Posted to commits@cloudstack.apache.org by ro...@apache.org on 2018/10/30 09:44:12 UTC

[cloudstack] branch 4.11 updated: kvm: reset KVM host on heartbeat failure (#2984)

This is an automated email from the ASF dual-hosted git repository.
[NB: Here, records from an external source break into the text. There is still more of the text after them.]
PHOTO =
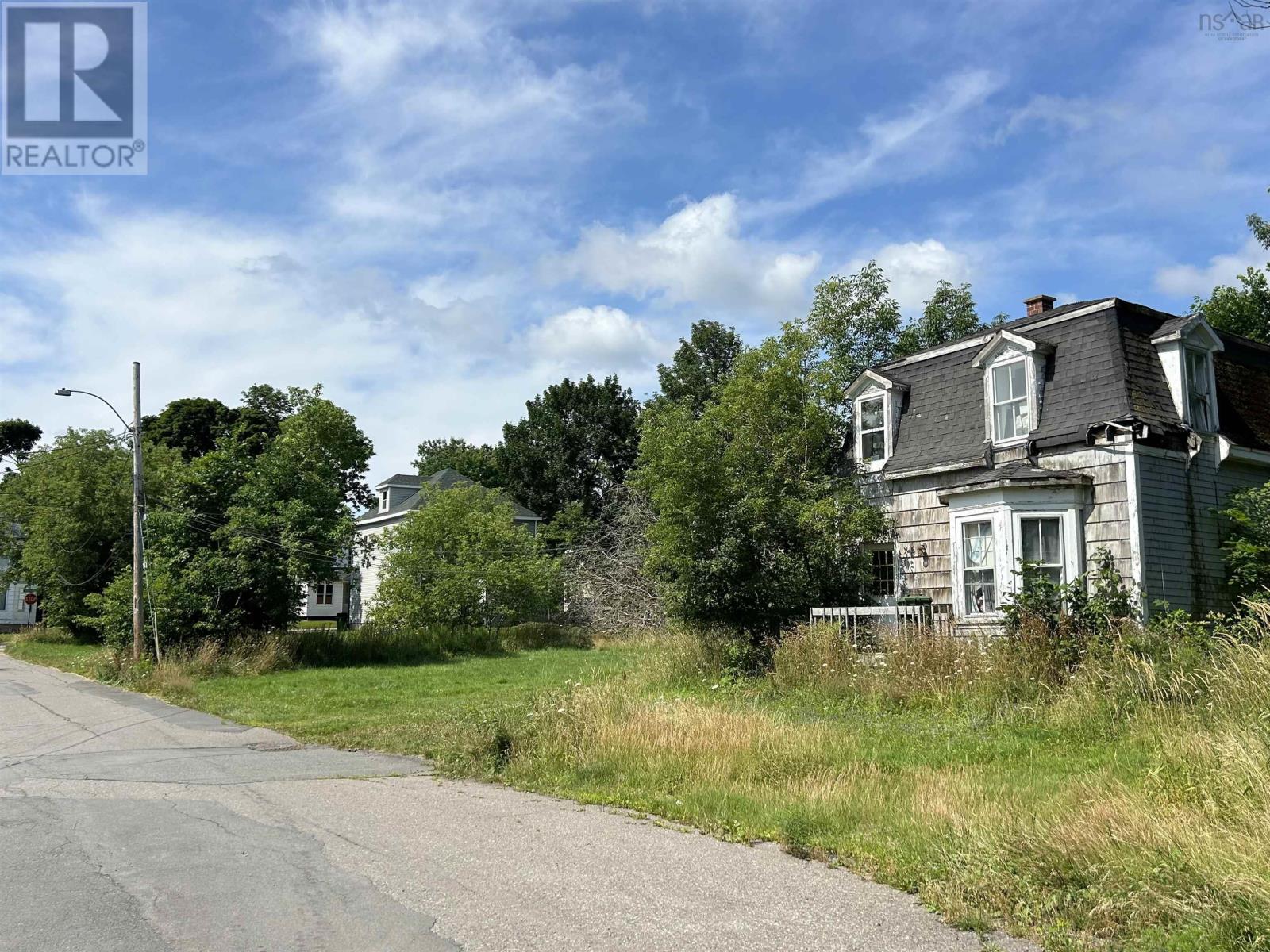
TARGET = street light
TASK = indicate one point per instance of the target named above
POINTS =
(137, 562)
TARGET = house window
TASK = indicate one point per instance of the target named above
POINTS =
(978, 568)
(1043, 543)
(873, 431)
(1199, 391)
(884, 573)
(1010, 413)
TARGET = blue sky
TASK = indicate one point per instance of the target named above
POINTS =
(437, 209)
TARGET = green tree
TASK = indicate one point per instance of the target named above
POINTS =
(575, 444)
(243, 527)
(18, 438)
(460, 560)
(702, 365)
(73, 507)
(752, 526)
(1248, 549)
(190, 425)
(475, 463)
(949, 315)
(1240, 310)
(852, 325)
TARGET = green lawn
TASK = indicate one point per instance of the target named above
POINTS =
(1072, 823)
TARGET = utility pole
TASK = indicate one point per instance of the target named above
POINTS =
(137, 559)
(137, 495)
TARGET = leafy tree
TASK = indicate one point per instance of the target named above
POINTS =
(1240, 310)
(244, 526)
(18, 438)
(575, 443)
(702, 365)
(190, 425)
(73, 505)
(475, 463)
(852, 325)
(752, 526)
(1248, 550)
(460, 560)
(949, 315)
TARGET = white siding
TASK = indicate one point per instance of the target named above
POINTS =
(1183, 533)
(921, 520)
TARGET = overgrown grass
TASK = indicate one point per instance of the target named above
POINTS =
(1122, 805)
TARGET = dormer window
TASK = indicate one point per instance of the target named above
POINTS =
(1011, 416)
(1199, 391)
(873, 431)
(1014, 367)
rohit pushed a commit to branch 4.11
in repository https://gitbox.apache.org/repos/asf/cloudstack.git


The following commit(s) were added to refs/heads/4.11 by this push:
     new c6e53f6  kvm: reset KVM host on heartbeat failure (#2984)
c6e53f6 is described below

commit c6e53f6cc6e6363276dd591eefe7515584130737
Author: Rohit Yadav <ro...@apache.org>
AuthorDate: Tue Oct 30 15:13:59 2018 +0530

    kvm: reset KVM host on heartbeat failure (#2984)
    
    On actual testing, I could see that kvmheartbeat.sh script fails on NFS
    server failure and stops the agent only. Any HA VMs could be launched
    in different hosts, and recovery of NFS server could lead to a state
    where a HA enabled VM runs on two hosts and can potentially cause
    disk corruptions. In most cases, VM disk corruption will be worse than
    VM downtime. I've kept the sleep interval between check/rounds but
    reduced it to 10s. The change in behaviour was introduced in #2722.
    
    Signed-off-by: Rohit Yadav <ro...@shapeblue.com>
---
 .../kvm/src/com/cloud/hypervisor/kvm/resource/KVMHABase.java          | 2 +-
 scripts/vm/hypervisor/kvm/kvmheartbeat.sh                             | 4 ++--
 2 files changed, 3 insertions(+), 3 deletions(-)

diff --git a/plugins/hypervisors/kvm/src/com/cloud/hypervisor/kvm/resource/KVMHABase.java b/plugins/hypervisors/kvm/src/com/cloud/hypervisor/kvm/resource/KVMHABase.java
index f180848..9aa55f8 100644
--- a/plugins/hypervisors/kvm/src/com/cloud/hypervisor/kvm/resource/KVMHABase.java
+++ b/plugins/hypervisors/kvm/src/com/cloud/hypervisor/kvm/resource/KVMHABase.java
@@ -35,7 +35,7 @@ public class KVMHABase {
     protected long _heartBeatUpdateTimeout = 60000;
     protected long _heartBeatUpdateFreq = 60000;
     protected long _heartBeatUpdateMaxTries = 5;
-    protected long _heartBeatUpdateRetrySleep = 15000;
+    protected long _heartBeatUpdateRetrySleep = 10000;
 
     public static enum PoolType {
         PrimaryStorage, SecondaryStorage
diff --git a/scripts/vm/hypervisor/kvm/kvmheartbeat.sh b/scripts/vm/hypervisor/kvm/kvmheartbeat.sh
index 30ca72a..df2e54d 100755
--- a/scripts/vm/hypervisor/kvm/kvmheartbeat.sh
+++ b/scripts/vm/hypervisor/kvm/kvmheartbeat.sh
@@ -155,10 +155,10 @@ then
   exit 0
 elif [ "$cflag" == "1" ]
 then
-  /usr/bin/logger -t heartbeat "kvmheartbeat.sh stopped cloudstack-agent because it was unable to write the heartbeat to the storage."
+  /usr/bin/logger -t heartbeat "kvmheartbeat.sh will reboot system because it was unable to write the heartbeat to the storage."
   sync &
   sleep 5
-  service cloudstack-agent stop
+  echo b > /proc/sysrq-trigger
   exit $?
 else
   write_hbLog